Gegen Abend alarmierte ein Anwohner die Feuerwehr, nachdem er Flammenschein über dem Gebäude bemerkt hatte. Beim Eintreffen der ersten Einsatzkräfte stand das Hotel bereits in Vollbrand, meterhohe Flammen schlugen aus dem Dachstuhl.
Insgesamt waren rund 180 Einsatzkräfte von Feuerwehr, Polizei, Rettungsdienst und Hilfsorganisationen im Einsatz. Das Feuer breitete sich nach Angaben der Feuerwehr extrem schnell im gesamten Gebäude aus.
Das Hotel mit rund 20 Gästezimmern, einem Veranstaltungssaal für etwa 120 Personen sowie großzügigen Außenflächen konnte nicht mehr gerettet werden.
Zum Brandzeitpunkt befanden sich weder Gäste noch Personal im Gebäude. Das Hotel öffnet regulär erst zur Motorradsaison Anfang April.
Erst vor rund einem Jahr hatten neue Betreiber den Betrieb übernommen und umfangreiche Ausbau- und Eventpläne verfolgt. An guten Tagen galt das Hotel als Treffpunkt für bis zu 800 Motorradfahrer aus ganz Deutschland.
Die Löscharbeiten gestalteten sich aufgrund der Witterung äußerst schwierig. Bei Temperaturen um minus vier Grad Celsius gefror Löschwasser auf Straßen und Gehwegen, Strahlrohre und Schläuche vereisten.
Zusätzlich erschwerte starker Wind die Brandbekämpfung. Der Winterdienst musste angefordert werden, um die Einsatzstelle abzustreuen und befahrbar zu halten.

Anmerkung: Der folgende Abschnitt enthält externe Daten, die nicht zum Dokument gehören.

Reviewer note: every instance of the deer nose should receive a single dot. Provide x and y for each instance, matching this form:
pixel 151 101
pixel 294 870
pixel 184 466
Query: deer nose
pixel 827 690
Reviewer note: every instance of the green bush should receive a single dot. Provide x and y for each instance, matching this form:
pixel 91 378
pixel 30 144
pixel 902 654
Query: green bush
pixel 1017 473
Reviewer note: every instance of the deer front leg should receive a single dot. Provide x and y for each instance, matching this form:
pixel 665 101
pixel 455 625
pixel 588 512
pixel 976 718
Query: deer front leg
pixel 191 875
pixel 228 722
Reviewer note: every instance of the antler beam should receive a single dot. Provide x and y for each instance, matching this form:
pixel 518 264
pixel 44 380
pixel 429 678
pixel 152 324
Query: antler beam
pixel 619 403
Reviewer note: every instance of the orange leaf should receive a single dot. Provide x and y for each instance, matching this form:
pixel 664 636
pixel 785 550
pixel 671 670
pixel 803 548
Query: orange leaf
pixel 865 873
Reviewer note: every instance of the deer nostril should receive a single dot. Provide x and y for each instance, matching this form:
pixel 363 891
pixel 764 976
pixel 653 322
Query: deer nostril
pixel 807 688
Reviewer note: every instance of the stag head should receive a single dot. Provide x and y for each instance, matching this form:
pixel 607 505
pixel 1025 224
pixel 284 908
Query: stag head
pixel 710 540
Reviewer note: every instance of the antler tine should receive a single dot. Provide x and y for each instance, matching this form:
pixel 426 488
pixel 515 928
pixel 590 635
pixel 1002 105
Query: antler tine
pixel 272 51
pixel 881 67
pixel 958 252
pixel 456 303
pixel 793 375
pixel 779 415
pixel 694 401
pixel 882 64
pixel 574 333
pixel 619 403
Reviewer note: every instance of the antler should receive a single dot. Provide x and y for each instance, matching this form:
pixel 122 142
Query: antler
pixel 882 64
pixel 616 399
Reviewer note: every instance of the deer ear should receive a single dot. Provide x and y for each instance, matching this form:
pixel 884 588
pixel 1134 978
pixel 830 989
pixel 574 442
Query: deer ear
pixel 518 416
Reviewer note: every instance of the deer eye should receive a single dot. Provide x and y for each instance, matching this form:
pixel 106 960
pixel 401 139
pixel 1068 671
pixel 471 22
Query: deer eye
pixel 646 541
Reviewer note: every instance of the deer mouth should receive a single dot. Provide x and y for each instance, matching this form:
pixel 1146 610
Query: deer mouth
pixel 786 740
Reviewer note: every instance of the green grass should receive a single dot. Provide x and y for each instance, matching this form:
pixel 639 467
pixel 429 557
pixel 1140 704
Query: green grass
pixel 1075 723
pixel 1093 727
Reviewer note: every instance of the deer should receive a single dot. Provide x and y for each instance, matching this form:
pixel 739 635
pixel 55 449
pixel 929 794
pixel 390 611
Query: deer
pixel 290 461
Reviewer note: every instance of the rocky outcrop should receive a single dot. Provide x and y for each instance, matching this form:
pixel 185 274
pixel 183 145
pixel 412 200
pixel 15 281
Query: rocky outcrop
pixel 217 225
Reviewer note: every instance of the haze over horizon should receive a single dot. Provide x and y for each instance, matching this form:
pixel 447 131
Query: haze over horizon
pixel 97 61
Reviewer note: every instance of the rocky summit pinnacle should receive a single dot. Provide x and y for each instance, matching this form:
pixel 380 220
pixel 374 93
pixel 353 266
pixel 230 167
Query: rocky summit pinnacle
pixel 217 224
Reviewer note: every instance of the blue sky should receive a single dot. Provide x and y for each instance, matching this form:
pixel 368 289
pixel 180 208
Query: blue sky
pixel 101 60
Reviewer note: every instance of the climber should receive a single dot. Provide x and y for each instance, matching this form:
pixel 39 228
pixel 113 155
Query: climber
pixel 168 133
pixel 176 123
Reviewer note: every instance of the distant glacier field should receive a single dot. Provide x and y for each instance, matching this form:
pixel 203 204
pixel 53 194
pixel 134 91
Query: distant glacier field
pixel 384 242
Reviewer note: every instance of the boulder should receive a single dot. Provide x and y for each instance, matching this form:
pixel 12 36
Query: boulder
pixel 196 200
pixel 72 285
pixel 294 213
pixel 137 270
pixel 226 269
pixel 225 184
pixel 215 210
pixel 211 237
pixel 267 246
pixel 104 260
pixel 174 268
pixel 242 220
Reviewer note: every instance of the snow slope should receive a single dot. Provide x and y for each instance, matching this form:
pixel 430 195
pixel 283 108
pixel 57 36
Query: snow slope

Da die Wasserversorgung vor Ort problematisch war, richteten die Feuerwehren einen umfangreichen Pendelverkehr ein. Tanklöschfahrzeuge brachten Wasser zur Einsatzstelle, unterstützt durch Abrollbehälter und einen Löschtraktor, die als Pufferspeicher dienten.
Mehrere Drehleitern aus umliegenden Gemeinden kamen zum Einsatz, unterstützt durch eine Absturzsicherungsgruppe. Eine Drohneneinheit lieferte der Einsatzleitung wichtige Lagebilder aus der Luft.
Im weiteren Verlauf wurde ein Bagger eingesetzt, um Teile des eingestürzten Dachstuhls zu entfernen und verbliebene Glutnester gezielt ablöschen zu können. Der Einsatz zog sich bis in die frühen Morgenstunden, einzelne Kräfte blieben bis in den Vormittag hinein mit Nachlöscharbeiten beschäftigt.
Zur Brandursache sowie zur Höhe des entstandenen Sachschadens liegen bislang keine Angaben vor. Die Polizei hat die Ermittlungen aufgenommen.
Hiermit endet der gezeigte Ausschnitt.